6. Accept that you're not a unique as you think. I don't mean to be negative, but trust me whatever you're building… a dozen other vendors are pitching me on something similar. The key to success is to know who your who your direct and indirect competitors are, and what areas you are better than them in. Your differentiators don't have to product features, they can include pricing, delivery model, experience, services, company funding, and more. Knowing your competition should tie back to points 3 and 4, and it helps me position you properly when in customer meetings, lectures, reports, speaking to reporters, etc.

7. Don't believe your hype. Nothing turns me off more than hearing phrases like "we're the first", "only", "or leading ______". Unless you can prove it without a shadow of a doubt, skip the BS. Even if you can prove it, it's probably not that important to me. I want to learn about what problem you're solving and how, and then I'll make up my own mind about you.

8. Success breeds success. I've heard other people say "Don't show me the obligatory customer logo slide" and I disagree. I do want to know who is using your product and in what ways. What you need to avoid is trying to prove yourself to me by rambling on and on about dozens of customers. Instead, choose 2 or 3 really strong customer stories and explain to me how they are using your product and what benefits they are getting from it.

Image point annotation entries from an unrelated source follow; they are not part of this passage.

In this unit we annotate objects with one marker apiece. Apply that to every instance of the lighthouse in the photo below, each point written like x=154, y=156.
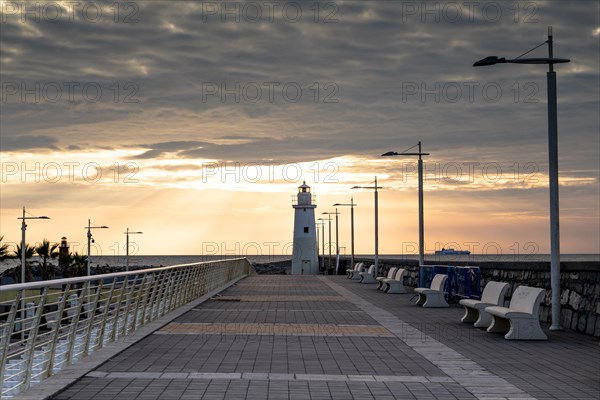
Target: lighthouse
x=304, y=254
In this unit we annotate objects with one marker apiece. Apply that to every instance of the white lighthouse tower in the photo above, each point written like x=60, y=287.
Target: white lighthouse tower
x=304, y=255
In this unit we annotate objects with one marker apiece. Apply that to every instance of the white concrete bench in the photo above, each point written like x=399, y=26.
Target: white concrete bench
x=368, y=276
x=493, y=295
x=354, y=273
x=521, y=319
x=396, y=285
x=390, y=275
x=434, y=295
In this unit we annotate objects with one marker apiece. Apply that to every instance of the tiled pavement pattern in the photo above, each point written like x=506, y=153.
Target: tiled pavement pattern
x=431, y=355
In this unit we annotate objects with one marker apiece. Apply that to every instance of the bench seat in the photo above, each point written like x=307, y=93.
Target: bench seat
x=354, y=274
x=390, y=275
x=368, y=276
x=433, y=297
x=493, y=295
x=520, y=320
x=396, y=285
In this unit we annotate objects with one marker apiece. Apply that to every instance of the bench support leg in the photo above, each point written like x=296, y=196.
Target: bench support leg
x=435, y=300
x=484, y=320
x=471, y=315
x=499, y=325
x=525, y=329
x=393, y=287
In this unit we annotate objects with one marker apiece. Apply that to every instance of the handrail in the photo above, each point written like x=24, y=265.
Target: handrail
x=48, y=325
x=79, y=279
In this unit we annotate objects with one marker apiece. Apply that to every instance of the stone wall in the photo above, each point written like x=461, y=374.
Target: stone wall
x=580, y=286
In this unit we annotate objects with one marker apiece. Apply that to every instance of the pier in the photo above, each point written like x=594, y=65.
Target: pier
x=325, y=337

9. Be prepared. (ties into #1) Ideally, send me your presentation before the meeting so I can review it and have an idea of what you're planning on covering. This will save time as I won't ask questions about things that I know you will be covering later. Having the deck saves me from having to take screenshots while you're talking, allowing me to pay more attention. Also, this provides a good backup in case we have web-conferening problems, which sadly still occur far too frequently.

10.What's next? One of the most important things about a briefing is ending it with a clear understanding of what the next steps are. Are there specific things you'd like to work with Constellation on, like an upcoming product launch, press releases or advisory session? Will you be hosting or attending a conference where we can meet in person? Do you have a roadshow or webinar coming up that you'd like us to know about? Defining the next steps allows us to end the briefing with an action plan instead of simply saying "Thank you for meeting, it was great to learn about what you're doing."


I hope these tips help, and I look forward to hearing a lot of great product pitches!